4o Monts de Bretagne. — Les monts de Bretagne, schistes couronnés de grès, forment deux chaînes. La chaîne septentrionale se nomme, dans les Côtes-du-Nord, Méné[3] ou Ménez (540 mètres au mont Bélair) et, dans le Finistère, Montagne d’Arhès ou d’Arrée (391 mètres à la chapelle Saint-Michel) ; encore boisée, elle le fut plus. La chaîne méridionale, au sud de l’Aune, s’appelle Montagne Noire ; elle se termine en vue de là baie de Douarnenez par le Méné-Hom : ou Mont-de-l’Auge (330 mètres) qui a trois humbles cimes pierreuses, vêtues de bruyères et de genêts épineux.

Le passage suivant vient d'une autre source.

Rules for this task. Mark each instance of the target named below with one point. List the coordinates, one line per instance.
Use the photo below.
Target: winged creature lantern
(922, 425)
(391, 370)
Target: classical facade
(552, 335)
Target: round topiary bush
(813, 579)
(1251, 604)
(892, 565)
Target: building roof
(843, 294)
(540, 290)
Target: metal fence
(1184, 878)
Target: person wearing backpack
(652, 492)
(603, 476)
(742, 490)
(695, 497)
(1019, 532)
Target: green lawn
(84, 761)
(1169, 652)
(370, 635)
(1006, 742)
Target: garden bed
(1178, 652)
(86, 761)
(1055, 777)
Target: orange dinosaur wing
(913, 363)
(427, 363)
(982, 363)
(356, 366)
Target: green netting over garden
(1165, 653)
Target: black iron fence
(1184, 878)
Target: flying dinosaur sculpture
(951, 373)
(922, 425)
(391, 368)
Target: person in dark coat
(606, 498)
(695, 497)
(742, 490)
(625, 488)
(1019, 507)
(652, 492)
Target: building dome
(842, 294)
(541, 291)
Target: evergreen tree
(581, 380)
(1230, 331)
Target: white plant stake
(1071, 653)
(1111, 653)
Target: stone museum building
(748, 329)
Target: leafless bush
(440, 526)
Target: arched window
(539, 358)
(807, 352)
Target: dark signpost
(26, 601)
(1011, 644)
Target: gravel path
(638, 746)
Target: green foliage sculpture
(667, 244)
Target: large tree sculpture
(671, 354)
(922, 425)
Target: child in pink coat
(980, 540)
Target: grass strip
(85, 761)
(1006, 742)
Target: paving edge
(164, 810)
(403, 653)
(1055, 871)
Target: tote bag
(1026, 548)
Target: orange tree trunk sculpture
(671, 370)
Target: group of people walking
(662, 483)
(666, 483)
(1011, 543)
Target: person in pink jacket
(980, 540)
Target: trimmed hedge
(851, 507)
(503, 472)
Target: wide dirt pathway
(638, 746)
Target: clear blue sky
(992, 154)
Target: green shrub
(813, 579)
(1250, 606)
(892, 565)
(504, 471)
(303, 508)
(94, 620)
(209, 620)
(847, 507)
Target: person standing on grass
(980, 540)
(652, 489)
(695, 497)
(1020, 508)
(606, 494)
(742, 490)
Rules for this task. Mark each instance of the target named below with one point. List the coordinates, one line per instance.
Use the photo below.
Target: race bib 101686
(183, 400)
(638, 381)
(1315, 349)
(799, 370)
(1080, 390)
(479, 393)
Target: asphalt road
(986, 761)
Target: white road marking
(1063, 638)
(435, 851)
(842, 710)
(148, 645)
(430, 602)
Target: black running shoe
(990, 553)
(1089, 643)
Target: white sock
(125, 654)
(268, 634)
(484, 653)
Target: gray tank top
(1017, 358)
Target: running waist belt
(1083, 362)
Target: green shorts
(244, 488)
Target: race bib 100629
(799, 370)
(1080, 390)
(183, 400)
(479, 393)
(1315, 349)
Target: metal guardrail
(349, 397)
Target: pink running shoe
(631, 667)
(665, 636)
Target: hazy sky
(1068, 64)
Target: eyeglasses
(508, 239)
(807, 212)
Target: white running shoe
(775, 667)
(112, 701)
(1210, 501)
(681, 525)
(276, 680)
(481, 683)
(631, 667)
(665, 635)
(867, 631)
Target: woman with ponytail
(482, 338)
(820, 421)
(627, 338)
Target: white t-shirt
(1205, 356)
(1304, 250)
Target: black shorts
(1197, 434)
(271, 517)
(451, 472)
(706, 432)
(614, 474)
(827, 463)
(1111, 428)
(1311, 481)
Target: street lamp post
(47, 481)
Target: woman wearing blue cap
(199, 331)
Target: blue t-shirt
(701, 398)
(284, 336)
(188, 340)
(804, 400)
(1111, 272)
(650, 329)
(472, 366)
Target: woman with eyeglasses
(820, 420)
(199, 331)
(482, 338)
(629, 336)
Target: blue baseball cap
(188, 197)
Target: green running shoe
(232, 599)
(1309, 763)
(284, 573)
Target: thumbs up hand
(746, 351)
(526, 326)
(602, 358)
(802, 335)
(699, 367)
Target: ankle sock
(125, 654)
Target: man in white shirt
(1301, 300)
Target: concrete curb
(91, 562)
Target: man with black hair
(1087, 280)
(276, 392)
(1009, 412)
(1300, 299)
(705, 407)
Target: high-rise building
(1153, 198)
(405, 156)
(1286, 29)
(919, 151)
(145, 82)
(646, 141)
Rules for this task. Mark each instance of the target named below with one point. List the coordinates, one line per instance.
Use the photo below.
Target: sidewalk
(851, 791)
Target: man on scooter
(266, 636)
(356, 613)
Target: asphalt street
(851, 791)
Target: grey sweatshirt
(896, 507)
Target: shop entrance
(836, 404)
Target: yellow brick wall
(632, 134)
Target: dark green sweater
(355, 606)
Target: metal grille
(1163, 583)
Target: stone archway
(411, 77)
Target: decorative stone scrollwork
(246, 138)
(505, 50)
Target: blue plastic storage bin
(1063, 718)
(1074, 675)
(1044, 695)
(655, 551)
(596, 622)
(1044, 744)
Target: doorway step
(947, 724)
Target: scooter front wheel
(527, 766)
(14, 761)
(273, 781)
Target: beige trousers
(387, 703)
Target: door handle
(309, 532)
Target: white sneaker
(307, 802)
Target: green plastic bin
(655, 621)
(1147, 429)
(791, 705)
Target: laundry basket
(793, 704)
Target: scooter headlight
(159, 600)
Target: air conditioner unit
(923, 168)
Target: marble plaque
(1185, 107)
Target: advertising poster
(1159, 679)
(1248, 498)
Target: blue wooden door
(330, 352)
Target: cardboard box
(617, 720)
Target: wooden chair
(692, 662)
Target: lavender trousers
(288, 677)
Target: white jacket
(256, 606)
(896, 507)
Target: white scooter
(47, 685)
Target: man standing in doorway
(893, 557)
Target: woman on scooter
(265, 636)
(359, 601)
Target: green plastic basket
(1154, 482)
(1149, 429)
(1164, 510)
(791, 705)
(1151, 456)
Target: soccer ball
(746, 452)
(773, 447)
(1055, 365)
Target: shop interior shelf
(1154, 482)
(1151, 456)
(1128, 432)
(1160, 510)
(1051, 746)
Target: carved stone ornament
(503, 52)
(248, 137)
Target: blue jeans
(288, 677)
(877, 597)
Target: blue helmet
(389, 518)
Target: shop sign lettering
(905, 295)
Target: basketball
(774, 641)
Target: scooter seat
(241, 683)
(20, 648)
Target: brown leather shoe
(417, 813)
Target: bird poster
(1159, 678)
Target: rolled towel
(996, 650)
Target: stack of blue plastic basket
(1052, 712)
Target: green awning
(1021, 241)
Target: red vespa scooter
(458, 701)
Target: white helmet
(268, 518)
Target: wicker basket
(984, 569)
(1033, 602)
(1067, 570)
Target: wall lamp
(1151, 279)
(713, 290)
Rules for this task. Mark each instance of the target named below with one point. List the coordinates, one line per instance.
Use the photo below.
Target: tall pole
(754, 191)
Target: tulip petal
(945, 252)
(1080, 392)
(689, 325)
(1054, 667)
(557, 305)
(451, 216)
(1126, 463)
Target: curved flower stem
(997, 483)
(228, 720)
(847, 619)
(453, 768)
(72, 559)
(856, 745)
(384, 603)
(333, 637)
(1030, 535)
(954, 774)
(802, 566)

Ainsi les monts bretons ne sont que des collines, mais la Bretagne n’est pas triviale.

C’est le pays des granits, des bruyères, des chênes, des haies odorantes, des genêts fleuris, des champs de blé noir à la tige rouge, à la fleur blanche, la dure Armorique embrassée par l’Océan, comme le dit son nom breton Armor, la Mer. C’est la terre pâle, austère, osseuse, humide, intime et calme dans ses vallons, violente, bruyante, obscure, orageuse, infernale au bord des flots qui l’assiègent. Sans soleil elle a la beauté, sans montagnes elle a la grandeur, sans névés elle a mille torrents. Et la vague marine s’y apaise en lacs dans les fiords qui, de la Manche ou de l’Atlantique, vont laver les granits bretons, à travers le littoral engraissé de plantes marines auquel ses jaunes moissons ont mérité le nom de la Ceinture d’Or.

C’est la patrie des hommes du devoir, des capitaines qui meurent au feu, des marins qui meurent à la mer : tel bourg de cette côte a deux cimetières, l’enclos béni pour les Bretonnes, l’Océan pour les Bretons. Nulle province n’a tant fait pour l’honneur de la France, en France et à tous les carrefours du monde.

O Breiz-izel ! O kaéra brô !
Coat enn hé c’hreiz, môr enn he zrô !

Ô Bretagne ! Ô très beau pays, bois au milieu, mer à l’entour !

Ainsi dit le poète armoricain dans la langue que la moitié, sinon les deux tiers des Bretons ont quittée pour le français ; et pourtant, cet idiome, vieux de plusieurs mille ans, est plein de chansons d’amour, de ballades religieuses, d’épopées, de stances naïves où le sourire brille à travers les larmes : poésie où respire l’âme simple, forte, résignée, dévouée, passionnée, de ce premier des peuples français.



  1. L’Hercynie, c’est le Hartz des Allemands.
  2. Venantius Fortunatus, évêque de Poitiers.
  3. L’expression de Monts du Mené est une tautologie : le nom breton Mene ou Menez signifie justement montagne.